Scegliere di restare ancorati a una struttura di costo così specifica richiede una vigilanza costante sui propri flussi finanziari. Operativamente, il conto a 1 euro al mese garantisce l'accesso a una piattaforma di home banking tra le più stabili in Italia, ma limita spesso l'operatività fisica allo sportello, che rimane il vero tabù per chi vuole risparmiare. Se iniziate a richiedere assegni circolari o bonifici istantanei con frequenza, quel singolo euro di canone diventerà l'ultima delle vostre preoccupazioni di fronte alle commissioni accessorie. La strategia vincente è l'automazione: impostare ogni movimento in modo che la banca non debba "intervenire" manualmente. Bisogna inoltre considerare il peso psicologico del brand. Essere clienti Mediobanca Premier oggi significa interfacciarsi con consulenti che hanno obiettivi di vendita su prodotti complessi; il canone ridotto è l'esca per mantenere il cliente all'interno di un perimetro dove la vera redditività per l'istituto deriva dalle commissioni di gestione dei fondi, non certo dalla tenuta del conto corrente. Valutate se la vostra priorità è il risparmio nudo e crudo o se avete bisogno di un'infrastruttura solida per investire seriamente il vostro capitale.

Trappole comuni e consigli dell'esperto

Sebbene il costo di 1 euro al mese possa sembrare trascurabile, è fondamentale analizzare i costi indiretti che spesso sfuggono a un'occhiata superficiale. La trappola più comune riguarda le operazioni effettuate allo sportello: molti conti online che applicano un canone ridotto tendono a penalizzare pesantemente le transazioni fisiche, con commissioni che possono superare i 3 o 5 euro per singola operazione. Un altro aspetto critico è l'imposta di bollo; se la giacenza media annua supera i 5.000 euro, lo Stato richiede 34,20 euro, che di fatto triplicano il costo annuo del conto.

Il consiglio dell'esperto è quello di valutare attentamente l'uso della carta di credito. Spesso il canone di 1 euro include solo la carta di debito, mentre la carta di credito può prevedere un canone annuo separato o richiedere una spesa minima per essere azzerato. Inoltre, prestate attenzione ai bonifici istantanei: raramente sono inclusi nel canone base e possono incidere significativamente sul budget mensile se utilizzati con frequenza. Verificate sempre se il canone è bloccato o se si tratta di una promozione a tempo destinata a salire dopo i primi 12 mesi.

Domande Frequenti (FAQ)

Cosa succede se la giacenza media supera i 5.000 euro?

Oltre al canone di 1 euro al mese, il cliente è tenuto per legge a pagare l'imposta di bollo obbligatoria.

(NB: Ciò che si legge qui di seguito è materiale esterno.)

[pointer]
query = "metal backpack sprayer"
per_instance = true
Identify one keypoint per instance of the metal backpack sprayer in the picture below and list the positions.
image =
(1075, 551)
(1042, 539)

Questo importo viene solitamente addebitato trimestralmente o annualmente e prescinde dalle condizioni contrattuali della banca, a meno che quest'ultima non decida esplicitamente di farsi carico della spesa come operazione promozionale.

Il canone di 1 euro include anche i prelievi presso altre banche?

Dipende dalla specifica offerta. Molti conti moderni includono un numero illimitato di prelievi gratuiti in tutta l'area Euro, mentre altri limitano la gratuità solo agli sportelli ATM del proprio gruppo bancario. Superata la soglia o uscendo dal circuito, la commissione media si aggira intorno ai 2 euro per operazione.

Posso azzerare completamente il canone mensile?

Sì, diverse banche offrono programmi di "reward" o sconti fedeltà. Spesso è possibile portare il canone a zero accreditando lo stipendio o la pensione, attivando una polizza assicurativa con la banca o mantenendo una determinata soglia di investimenti in prodotti finanziari gestiti dall'istituto.

Verdetto Editoriale

Un conto a 1 euro al mese rappresenta oggi un eccellente compromesso tra i conti totalmente gratuiti (ormai rarissimi e spesso privi di servizi accessori) e i conti tradizionali ad alto costo. È la soluzione ideale per il correntista digitale che gestisce tutto via app ma desidera la solidità di un gruppo bancario fisico alle spalle. Tuttavia, non è un prodotto "dimentica e vai": richiede una gestione consapevole per evitare che i costi accessori superino il beneficio del canone ridotto. Se il vostro operato è 100% digitale, è una scelta promossa a pieni voti.